A significant portion of the book is devoted to examining this process through which the president slowly but efficiently pushed the conflict to the forefront of the popular imagination, convinced key sectors of Mexican society of the war’s relevance and the need to engage, and appeased popular fears that greater involvement would mean sending Mexico’s youngsters to fight on foreign soil. The media played a prominent role in Mexico’s participation in World War II and the centralization of power by gauging and helping to shape public opinion. Thus, periodicals are often at the forefront of Jones’ narrative and constitute a cornerstone of his primary-source base. Readers might be surprised to learn about the myriad periodicals and plurality of opinions that circulated in Mexico at the time. Unfortunately, Jones does not give much context to the publications that he cites nor does he address the degree of independence they might have enjoyed from the government.

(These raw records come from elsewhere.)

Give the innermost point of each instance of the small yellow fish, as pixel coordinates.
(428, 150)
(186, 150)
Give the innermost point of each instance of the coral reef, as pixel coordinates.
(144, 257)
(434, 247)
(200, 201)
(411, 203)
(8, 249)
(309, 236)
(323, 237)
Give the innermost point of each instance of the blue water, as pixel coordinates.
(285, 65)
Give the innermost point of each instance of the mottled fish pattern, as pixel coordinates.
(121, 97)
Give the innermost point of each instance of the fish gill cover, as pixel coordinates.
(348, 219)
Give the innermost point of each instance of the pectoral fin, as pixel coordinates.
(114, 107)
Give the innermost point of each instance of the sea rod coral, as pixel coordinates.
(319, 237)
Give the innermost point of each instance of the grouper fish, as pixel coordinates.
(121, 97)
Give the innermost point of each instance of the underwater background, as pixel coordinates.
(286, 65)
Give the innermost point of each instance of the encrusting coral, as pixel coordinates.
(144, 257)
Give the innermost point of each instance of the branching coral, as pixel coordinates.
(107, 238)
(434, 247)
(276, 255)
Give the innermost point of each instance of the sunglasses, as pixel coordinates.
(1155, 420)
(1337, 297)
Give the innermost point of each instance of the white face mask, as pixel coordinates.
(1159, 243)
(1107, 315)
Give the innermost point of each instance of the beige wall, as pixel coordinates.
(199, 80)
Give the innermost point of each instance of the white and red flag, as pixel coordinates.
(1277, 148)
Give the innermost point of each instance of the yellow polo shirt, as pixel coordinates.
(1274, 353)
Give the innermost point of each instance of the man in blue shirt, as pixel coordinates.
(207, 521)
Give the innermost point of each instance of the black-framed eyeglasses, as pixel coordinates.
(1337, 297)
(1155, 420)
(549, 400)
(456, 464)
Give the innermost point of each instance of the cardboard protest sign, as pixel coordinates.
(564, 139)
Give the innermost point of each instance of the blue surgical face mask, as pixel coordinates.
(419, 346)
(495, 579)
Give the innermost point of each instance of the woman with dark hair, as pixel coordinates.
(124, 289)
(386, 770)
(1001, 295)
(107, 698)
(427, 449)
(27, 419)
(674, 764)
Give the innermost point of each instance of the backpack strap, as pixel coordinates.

Halbert Jones provides an important service by pulling Mexico’s involvement in World War II out of the dustbin of history. By elucidating President Ávila Camacho’s success in bringing the war to Mexico, Jones shows a president who was not merely the beneficiary of an opportune situation but also an adept politician, capable of molding perceptions of the international situation to further his own ends. The book reminds its readers that while people may well be a product of their times, the times are also the product of the people who shape them. Furthermore, in demonstrating the pivotal importance of World War II in the formation of the modern Mexican state, this work sheds light on the pertinent yet often overlooked reality that the fate of countries is often shaped by how they respond to international crises of seemingly little relevance. Mexico in World War II is merely one in a long list of historical examples of how fighting wars abroad can help leaders consolidate power and advance their policies at home.

Andrea Oñate is a Ph.D. candidate in Latin American history at Princeton University. Her forthcoming dissertation, “Insurgent Diplomacy: The Global Politics of El Salvador’s Revolution, 1970-1992,” examines the diplomacy of the Salvadoran revolutionary movement (FMLN) in the last decades of the global Cold War.